Tensor Manipulation: Sinusoidal Positional Encoding

hard (<10 mins) transformer attention nlp tensor

yesterday by E

Description

Implement the sinusoidal positional encoding from the "Attention Is All You Need" paper. This technique adds information about the position of tokens in a sequence by injecting a unique, deterministic signal for each position.

Equations

P E_{(p o s, 2 i)} = s i n (p o s / 10000^{2 i / d_{m o d e l}})

P E_{(p o s, 2 i + 1)} = c o s (p o s / 10000^{2 i / d_{m o d e l}})

Guidance

Create a position tensor (seq_len, 1) and a div_term tensor (d_model/2,).
The div_term is calculated as 1 / (10000^(2i/d_model)). This can be done efficiently using torch.exp and torch.arange.
Calculate the arguments for sin and cos by multiplying position and div_term.
Assign the sin values to even indices and cos values to odd indices of the final encoding matrix.

Starter Code

import torch

def positional_encoding(seq_len, d_model):
    pe = torch.zeros(seq_len, d_model)
    position = torch.arange(0, seq_len, dtype=torch.float).unsqueeze(1)
    div_term = torch.exp(torch.arange(0, d_model, 2).float() * (-torch.log(torch.tensor(10000.0)) / d_model))

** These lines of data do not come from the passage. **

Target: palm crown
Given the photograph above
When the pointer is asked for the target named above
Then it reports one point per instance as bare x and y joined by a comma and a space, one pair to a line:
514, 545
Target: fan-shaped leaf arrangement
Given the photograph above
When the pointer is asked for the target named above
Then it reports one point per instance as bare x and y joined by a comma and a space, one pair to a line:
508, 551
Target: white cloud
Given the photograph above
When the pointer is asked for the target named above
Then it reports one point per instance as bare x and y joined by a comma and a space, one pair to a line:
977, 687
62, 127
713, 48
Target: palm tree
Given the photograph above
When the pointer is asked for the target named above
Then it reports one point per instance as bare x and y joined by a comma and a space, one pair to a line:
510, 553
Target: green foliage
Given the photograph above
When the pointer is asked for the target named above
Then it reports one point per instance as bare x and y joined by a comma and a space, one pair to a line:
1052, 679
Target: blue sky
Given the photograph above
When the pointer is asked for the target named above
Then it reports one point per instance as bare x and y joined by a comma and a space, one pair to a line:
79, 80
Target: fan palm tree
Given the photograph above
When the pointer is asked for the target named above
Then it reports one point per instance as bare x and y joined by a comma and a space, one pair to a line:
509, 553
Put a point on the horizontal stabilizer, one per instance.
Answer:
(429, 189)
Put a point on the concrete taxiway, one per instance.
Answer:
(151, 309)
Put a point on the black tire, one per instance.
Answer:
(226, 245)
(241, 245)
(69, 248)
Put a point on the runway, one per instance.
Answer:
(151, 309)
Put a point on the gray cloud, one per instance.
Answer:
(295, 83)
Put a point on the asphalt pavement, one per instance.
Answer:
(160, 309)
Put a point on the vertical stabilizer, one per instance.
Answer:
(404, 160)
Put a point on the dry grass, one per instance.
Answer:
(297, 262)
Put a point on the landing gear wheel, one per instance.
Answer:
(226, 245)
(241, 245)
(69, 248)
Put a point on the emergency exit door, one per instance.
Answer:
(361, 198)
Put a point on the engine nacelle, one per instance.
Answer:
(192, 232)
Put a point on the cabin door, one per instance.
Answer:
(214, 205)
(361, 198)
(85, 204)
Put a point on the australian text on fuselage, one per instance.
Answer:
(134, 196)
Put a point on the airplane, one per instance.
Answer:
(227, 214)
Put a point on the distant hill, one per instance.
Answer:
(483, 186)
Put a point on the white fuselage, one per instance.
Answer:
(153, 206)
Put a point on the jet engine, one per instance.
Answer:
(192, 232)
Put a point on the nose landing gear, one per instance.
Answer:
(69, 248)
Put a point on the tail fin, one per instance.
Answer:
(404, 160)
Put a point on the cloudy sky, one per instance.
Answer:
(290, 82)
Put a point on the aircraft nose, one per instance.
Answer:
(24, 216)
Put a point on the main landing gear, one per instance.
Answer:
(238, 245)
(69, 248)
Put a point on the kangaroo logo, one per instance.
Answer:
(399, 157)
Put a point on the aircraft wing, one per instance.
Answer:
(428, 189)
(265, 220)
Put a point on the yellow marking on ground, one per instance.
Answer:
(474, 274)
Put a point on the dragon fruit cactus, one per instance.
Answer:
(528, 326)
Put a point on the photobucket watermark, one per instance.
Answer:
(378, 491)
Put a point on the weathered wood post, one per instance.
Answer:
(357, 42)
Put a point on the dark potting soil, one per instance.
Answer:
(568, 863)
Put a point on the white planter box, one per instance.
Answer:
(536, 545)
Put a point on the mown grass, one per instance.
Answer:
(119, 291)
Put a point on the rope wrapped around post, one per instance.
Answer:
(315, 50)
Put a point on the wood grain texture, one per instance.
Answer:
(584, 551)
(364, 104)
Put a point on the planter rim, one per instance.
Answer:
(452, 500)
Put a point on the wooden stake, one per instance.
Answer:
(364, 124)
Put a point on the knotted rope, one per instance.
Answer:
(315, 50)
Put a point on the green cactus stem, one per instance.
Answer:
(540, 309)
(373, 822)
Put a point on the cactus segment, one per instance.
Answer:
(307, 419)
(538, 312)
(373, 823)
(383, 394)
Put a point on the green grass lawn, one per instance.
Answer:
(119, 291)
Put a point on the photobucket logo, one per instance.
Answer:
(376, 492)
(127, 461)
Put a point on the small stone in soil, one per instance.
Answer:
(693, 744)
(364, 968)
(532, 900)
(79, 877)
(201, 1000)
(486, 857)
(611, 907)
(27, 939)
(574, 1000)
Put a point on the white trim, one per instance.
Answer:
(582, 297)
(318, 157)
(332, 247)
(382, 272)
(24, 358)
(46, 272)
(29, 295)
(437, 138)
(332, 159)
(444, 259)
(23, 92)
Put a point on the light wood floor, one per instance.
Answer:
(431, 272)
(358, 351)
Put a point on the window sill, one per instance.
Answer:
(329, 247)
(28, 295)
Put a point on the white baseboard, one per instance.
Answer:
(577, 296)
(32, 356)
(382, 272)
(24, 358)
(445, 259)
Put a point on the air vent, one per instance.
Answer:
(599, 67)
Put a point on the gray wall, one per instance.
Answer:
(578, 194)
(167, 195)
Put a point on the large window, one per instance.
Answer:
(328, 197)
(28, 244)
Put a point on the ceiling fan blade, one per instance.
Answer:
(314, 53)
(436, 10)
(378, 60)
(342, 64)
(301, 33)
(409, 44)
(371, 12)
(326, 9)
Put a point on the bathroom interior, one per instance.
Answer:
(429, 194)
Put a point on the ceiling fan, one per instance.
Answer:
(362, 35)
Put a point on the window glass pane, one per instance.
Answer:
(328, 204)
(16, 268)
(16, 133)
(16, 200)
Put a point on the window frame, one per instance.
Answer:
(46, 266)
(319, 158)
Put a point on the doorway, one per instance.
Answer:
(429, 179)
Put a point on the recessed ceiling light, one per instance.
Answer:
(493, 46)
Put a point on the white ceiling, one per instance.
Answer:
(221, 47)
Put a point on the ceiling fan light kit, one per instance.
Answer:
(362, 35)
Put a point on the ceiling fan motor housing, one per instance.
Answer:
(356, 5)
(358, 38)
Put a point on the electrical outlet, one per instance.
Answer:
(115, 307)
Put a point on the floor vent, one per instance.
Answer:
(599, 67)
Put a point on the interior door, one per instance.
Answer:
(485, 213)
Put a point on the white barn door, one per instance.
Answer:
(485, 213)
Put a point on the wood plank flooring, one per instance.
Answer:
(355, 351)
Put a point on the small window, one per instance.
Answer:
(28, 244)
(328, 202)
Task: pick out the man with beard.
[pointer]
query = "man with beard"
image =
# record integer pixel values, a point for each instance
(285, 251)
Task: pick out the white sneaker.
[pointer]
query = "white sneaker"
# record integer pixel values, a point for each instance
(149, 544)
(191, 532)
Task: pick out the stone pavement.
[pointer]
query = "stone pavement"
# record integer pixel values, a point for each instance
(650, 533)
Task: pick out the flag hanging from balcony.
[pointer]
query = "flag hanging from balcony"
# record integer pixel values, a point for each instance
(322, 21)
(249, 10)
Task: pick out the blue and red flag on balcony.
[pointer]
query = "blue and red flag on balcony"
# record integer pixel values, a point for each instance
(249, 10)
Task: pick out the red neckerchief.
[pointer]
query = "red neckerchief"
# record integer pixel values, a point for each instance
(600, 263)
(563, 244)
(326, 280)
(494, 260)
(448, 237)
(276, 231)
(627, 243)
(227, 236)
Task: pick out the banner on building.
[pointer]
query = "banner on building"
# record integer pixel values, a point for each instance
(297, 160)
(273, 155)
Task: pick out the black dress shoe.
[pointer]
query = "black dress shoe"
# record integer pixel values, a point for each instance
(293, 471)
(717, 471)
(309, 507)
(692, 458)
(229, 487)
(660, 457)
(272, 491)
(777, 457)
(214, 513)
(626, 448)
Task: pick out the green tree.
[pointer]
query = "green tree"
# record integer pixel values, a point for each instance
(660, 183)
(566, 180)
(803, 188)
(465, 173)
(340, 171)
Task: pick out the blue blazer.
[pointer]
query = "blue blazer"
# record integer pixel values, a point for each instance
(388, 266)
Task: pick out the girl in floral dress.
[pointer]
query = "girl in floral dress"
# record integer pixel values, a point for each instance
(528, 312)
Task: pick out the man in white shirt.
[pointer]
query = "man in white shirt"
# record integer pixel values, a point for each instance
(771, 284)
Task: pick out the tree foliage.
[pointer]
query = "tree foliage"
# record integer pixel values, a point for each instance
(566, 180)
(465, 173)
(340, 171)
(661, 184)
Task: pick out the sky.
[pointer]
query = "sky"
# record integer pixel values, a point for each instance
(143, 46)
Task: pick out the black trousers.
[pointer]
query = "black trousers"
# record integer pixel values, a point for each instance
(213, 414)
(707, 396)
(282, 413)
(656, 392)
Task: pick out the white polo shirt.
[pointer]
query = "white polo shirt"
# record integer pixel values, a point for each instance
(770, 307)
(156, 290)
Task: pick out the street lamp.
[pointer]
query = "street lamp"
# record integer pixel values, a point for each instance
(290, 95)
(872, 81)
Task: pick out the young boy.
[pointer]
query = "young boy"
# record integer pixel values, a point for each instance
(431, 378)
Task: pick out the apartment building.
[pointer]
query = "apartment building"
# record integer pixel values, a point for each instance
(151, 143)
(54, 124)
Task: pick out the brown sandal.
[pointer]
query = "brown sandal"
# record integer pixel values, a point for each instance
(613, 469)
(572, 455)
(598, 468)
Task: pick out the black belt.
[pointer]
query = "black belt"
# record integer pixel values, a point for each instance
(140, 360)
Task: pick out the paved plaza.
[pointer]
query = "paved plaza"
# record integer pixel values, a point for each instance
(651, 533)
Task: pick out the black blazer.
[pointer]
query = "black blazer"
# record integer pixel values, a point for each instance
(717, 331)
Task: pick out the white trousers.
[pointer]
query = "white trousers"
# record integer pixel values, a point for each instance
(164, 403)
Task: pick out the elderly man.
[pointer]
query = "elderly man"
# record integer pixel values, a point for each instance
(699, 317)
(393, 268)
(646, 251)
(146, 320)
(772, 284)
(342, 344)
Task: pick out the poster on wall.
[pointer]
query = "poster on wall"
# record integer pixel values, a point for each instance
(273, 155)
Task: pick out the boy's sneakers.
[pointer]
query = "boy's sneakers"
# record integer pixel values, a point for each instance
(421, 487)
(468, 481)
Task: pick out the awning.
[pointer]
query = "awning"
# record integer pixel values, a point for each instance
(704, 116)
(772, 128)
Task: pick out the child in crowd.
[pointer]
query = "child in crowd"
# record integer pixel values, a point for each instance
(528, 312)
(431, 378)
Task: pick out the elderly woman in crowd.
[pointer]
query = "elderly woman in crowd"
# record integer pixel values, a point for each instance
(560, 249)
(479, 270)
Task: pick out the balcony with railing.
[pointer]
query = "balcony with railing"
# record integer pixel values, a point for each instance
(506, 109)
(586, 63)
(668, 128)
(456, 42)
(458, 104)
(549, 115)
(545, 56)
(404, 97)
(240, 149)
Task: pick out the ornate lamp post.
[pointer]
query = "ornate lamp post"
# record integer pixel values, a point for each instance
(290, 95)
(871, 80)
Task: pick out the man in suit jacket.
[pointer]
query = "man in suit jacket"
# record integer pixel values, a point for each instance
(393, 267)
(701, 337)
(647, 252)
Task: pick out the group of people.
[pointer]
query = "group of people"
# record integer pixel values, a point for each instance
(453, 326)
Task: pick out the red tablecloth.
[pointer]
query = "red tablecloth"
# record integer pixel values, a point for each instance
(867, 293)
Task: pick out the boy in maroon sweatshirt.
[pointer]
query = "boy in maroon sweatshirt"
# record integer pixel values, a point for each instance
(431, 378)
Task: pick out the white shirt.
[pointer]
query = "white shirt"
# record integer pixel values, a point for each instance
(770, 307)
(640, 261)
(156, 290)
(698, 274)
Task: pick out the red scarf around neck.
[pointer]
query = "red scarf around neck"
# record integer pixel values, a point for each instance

    pe[:, 0::2] = torch.sin(position * div_term)
    pe[:, 1::2] = torch.cos(position * div_term)

    return pe.unsqueeze(0) # Add batch dimension

Verification

The output shape for seq_len=50 and d_model=128 should be (1, 50, 128). You can visualize the resulting matrix. Each row (position) should have a unique sinusoidal pattern, and the frequency should decrease across the feature dimension.

References

Vaswani, A., et al. (2017). Attention Is All You Need.